Anne Wiazemsky renoue avec un genre oublié, celui de la prose d’édification. Il existe sans doute une raison : ce nouveau pan biographique fait suite à la version de l’auteure de son « vivre sa vie » avec Godard. Si bien que l’autofiction en ses jeux de piston devient un acte de contrition et de repentance. Après les mini jupes vient l’époque de celle plus longue et austère du bon père qui joue les repères. Le père Deau (c’est son nom) n’est pas un perdreau de l’année et il n’est pas de ceux dont la spécialité est de conter fleurette à des paroissiennes ou des écolières. Les ogives qui l’appellent ont des valeurs plus symboliques que celles de la silhouette d’une belle pécheresse. Le bon père fait tout pour sortir Anne d’une débâcle annoncée. Et celle qui a toujours cherché des modèles masculins trouve en lui la poudre de père linpinpin, mystique mi-raisin.

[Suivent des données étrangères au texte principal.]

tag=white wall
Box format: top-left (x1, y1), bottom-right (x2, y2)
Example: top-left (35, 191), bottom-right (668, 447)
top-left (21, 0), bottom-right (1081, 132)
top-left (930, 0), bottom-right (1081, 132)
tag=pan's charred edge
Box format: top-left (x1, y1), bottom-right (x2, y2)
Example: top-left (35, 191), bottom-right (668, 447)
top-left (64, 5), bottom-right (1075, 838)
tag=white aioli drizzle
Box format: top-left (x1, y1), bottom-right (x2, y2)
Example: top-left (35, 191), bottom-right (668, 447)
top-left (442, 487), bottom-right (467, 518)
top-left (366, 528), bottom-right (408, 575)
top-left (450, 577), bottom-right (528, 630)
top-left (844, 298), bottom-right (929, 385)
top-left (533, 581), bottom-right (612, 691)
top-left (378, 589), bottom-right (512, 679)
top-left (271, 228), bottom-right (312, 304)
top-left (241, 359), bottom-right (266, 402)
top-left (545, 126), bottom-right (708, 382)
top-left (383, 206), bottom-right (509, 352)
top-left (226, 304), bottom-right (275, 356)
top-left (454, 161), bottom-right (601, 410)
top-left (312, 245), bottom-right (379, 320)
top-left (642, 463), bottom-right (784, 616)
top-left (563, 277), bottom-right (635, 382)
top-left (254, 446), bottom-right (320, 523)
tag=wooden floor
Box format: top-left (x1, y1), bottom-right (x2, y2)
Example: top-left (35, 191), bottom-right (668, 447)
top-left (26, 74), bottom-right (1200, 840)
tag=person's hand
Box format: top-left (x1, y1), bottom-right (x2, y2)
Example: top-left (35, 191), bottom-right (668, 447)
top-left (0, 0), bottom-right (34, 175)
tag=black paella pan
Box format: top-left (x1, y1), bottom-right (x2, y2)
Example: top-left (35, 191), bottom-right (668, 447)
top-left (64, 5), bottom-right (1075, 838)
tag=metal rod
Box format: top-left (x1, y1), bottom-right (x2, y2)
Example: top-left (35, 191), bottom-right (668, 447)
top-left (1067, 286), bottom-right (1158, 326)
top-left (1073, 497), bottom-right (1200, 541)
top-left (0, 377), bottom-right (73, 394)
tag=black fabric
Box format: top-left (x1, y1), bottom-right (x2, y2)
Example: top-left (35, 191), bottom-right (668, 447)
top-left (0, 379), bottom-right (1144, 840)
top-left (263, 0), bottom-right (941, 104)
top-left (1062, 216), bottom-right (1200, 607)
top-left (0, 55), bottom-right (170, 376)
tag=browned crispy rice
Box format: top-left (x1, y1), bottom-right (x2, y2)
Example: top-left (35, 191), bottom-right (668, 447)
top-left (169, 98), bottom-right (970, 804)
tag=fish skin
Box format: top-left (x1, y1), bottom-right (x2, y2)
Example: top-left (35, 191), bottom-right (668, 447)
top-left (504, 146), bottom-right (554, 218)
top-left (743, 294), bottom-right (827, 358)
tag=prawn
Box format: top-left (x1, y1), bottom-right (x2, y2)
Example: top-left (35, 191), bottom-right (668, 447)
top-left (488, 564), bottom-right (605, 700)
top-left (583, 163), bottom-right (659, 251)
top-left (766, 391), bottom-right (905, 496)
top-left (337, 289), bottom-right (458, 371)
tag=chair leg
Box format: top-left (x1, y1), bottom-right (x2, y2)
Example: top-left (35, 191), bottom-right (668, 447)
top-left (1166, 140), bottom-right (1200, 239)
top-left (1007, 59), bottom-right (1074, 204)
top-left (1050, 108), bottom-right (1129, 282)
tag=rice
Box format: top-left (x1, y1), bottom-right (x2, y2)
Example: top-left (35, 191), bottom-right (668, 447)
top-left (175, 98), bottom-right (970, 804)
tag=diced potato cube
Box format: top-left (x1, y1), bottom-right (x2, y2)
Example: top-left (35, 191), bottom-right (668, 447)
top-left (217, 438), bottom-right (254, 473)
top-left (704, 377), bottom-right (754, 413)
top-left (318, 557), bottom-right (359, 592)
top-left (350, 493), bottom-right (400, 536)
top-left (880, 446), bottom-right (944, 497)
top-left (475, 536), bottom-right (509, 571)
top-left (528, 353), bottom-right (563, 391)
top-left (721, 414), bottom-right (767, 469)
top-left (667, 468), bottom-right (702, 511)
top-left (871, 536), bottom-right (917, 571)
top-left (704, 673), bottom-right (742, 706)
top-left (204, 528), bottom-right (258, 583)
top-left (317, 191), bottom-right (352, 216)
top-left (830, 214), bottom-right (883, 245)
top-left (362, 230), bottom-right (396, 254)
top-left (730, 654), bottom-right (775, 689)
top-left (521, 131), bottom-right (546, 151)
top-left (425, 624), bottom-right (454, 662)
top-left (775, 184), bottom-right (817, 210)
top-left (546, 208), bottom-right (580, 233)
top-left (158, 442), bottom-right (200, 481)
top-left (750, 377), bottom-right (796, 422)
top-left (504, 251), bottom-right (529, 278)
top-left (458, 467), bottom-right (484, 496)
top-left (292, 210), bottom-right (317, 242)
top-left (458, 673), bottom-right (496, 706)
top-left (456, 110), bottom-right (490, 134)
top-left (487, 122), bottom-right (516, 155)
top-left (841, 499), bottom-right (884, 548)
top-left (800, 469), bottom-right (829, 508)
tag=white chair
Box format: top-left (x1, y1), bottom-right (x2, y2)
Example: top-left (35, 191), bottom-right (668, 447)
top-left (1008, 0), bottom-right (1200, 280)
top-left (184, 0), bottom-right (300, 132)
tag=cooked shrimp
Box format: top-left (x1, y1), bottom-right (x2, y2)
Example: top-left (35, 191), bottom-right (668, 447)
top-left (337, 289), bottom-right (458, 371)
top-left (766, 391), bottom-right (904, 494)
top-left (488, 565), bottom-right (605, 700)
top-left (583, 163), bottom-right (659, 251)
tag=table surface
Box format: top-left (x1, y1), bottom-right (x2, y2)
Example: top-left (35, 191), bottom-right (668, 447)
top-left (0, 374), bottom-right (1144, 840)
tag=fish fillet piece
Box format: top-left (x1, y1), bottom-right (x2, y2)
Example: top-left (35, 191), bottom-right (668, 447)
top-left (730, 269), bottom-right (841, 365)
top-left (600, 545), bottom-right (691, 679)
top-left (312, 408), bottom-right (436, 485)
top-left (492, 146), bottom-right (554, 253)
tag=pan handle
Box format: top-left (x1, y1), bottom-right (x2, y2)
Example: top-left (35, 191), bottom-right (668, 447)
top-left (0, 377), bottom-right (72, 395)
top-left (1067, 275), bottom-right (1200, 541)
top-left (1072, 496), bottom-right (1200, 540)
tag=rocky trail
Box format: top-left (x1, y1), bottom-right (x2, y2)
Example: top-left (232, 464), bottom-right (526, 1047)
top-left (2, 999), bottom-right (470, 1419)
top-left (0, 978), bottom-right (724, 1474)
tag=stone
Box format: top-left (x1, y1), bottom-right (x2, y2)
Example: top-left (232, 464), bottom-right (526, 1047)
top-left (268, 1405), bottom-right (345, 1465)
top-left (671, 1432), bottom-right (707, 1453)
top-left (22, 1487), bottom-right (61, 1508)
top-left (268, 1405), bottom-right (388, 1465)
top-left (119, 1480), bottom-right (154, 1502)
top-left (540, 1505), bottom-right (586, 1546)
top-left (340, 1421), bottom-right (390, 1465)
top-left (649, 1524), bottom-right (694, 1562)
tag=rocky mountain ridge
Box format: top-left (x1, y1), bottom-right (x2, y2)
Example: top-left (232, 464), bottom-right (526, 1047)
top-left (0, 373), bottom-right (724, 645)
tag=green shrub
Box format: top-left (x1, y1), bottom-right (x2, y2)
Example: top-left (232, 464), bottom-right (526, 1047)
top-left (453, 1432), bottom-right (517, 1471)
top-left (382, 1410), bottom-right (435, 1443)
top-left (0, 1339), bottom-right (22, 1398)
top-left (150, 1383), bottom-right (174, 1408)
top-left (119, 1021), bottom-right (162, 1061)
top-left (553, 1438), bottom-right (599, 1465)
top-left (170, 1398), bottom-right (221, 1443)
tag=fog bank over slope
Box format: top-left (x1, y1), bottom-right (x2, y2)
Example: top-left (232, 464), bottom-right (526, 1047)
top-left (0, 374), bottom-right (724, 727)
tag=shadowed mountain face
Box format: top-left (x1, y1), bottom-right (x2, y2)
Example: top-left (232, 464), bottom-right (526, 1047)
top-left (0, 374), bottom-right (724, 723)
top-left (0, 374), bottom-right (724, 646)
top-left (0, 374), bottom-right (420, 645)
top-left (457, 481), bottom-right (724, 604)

Astucieux, plutôt que de dresser un mur devant la future auteure, il ouvre une fenêtre. Et celui qui fut son professeur de français (nul n’est parfait) lors de ses études en institution religieuse remplace le rapport maître-élève par une amitié intellectuelle au long cours. Anne Wiazemsky trouve donc le guide qui l’emmène — entre autres — sur les voix du féminisme par un humaniste du meilleur goût. Hélas ! et comme l’a si bien dit Gide, les bons sentiments ne vont pas à la bonne littérature comme le taureau à sa promise. Ici, la dévotion spirituelle « abstractise » à l’extrême les vanités nettoyées de la vanité et plonge le lecteur dans un profond ennui sauf à ceux qui aiment les histoires édifiantes.
Si l’auteure édulcore l’herméneutique savante, elle n’évite pas le sommeil. Le livre est certes gentil mais monochrome. Celle qui était môme aux chromes perd son pesant de peps. L’immersion dans le domaine de l’esprit manque de matière. Et le livre semble hors sol au prisme du souvenir. Certains estimeront que la lucidité est portée par une tension très forte, d’autres qu’elle reste encore une vue de l’esprit, un artefact. Le tout avec l’impression de devoir à chaque instant reprendre le fil qui s’emmêle, qui casse, qui se maintient serré dans une main presque vide.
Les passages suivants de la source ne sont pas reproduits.